Documentation

# Quick Start

  1. Get to Your Agent

Navigate to Expert Agent Studio, find and open the agent you want to test, and click on “Benchmark”.

  1. Start Fresh

You’ll see past benchmarks (if any). To begin a new one, just click on “Start New”.
Give it a name that helps you remember what it’s for — something like “New Prompt A/B Test”.

  1. Set Up Your Tracks

Your current agent’s model and prompt will already show up as the first track (Column)
You can add more tracks by clicking the “+” button – try out different prompts or models
For each track, you can customize:

  • Prompt text

  • Model

  • Model settings (e.g., temperature, Top p)

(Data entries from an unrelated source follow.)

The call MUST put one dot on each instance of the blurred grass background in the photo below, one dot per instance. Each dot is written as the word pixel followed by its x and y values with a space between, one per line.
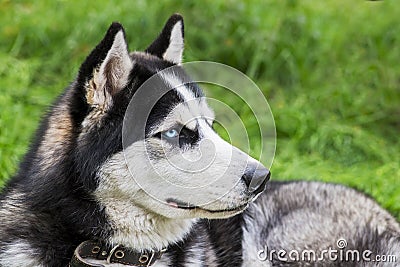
pixel 329 69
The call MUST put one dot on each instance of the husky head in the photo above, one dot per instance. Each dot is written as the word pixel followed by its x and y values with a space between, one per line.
pixel 179 167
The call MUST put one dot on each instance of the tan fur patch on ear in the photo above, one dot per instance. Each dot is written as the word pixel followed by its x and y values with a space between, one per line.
pixel 90 89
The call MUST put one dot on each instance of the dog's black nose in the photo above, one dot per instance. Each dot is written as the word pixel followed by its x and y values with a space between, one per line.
pixel 256 178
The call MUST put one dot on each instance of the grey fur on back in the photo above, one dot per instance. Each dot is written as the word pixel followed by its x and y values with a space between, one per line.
pixel 312 215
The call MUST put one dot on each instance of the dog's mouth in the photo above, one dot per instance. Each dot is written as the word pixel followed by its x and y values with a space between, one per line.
pixel 187 206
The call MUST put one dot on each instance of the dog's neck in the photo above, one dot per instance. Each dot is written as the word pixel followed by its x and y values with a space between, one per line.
pixel 136 228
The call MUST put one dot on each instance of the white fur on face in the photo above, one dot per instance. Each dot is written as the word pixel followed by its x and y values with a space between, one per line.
pixel 17 254
pixel 175 48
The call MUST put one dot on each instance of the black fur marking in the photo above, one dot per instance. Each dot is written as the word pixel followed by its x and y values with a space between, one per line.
pixel 226 237
pixel 160 45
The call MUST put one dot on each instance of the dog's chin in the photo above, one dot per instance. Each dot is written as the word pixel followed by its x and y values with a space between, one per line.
pixel 194 211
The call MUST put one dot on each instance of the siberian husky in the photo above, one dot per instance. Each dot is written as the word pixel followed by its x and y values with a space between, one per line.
pixel 74 201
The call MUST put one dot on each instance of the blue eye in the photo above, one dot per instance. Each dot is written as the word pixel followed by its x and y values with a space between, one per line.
pixel 171 133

  1. Add Inputs and Expected Outputs

This is what the agent will be tested against.

Option 1: Add Manually

Just click “+ Field” to add a row.
You can then type in:

  • Input (user question or query)

  • Expected Output (ideal response)

Option 2: Bulk Upload

Click “Import” and upload a JSON file with multiple inputs and expected outputs.

  1. Pick Your Metrics

Click the little bar graph icon to open Benchmark Settings.

You can choose from:

  • Evaluative Metrics (e.g., Exact Match, Faithfulness, Relevance)

  • Operational Metrics (e.g., token usage, cost)

  • Custom Metrics (you can create your own using LLM-as-a-Judge)

Each metric helps you understand how well your agent is doing

  1. Run the Benchmark

Once everything’s ready (inputs + tracks + metrics), you can select the rows you want to test and hit “Run Prompt.”

  1. Check and Export Results

After the run is done, you’ll see performance scores for each row and track.
Just click “Export”, choose what info you need, and download the file.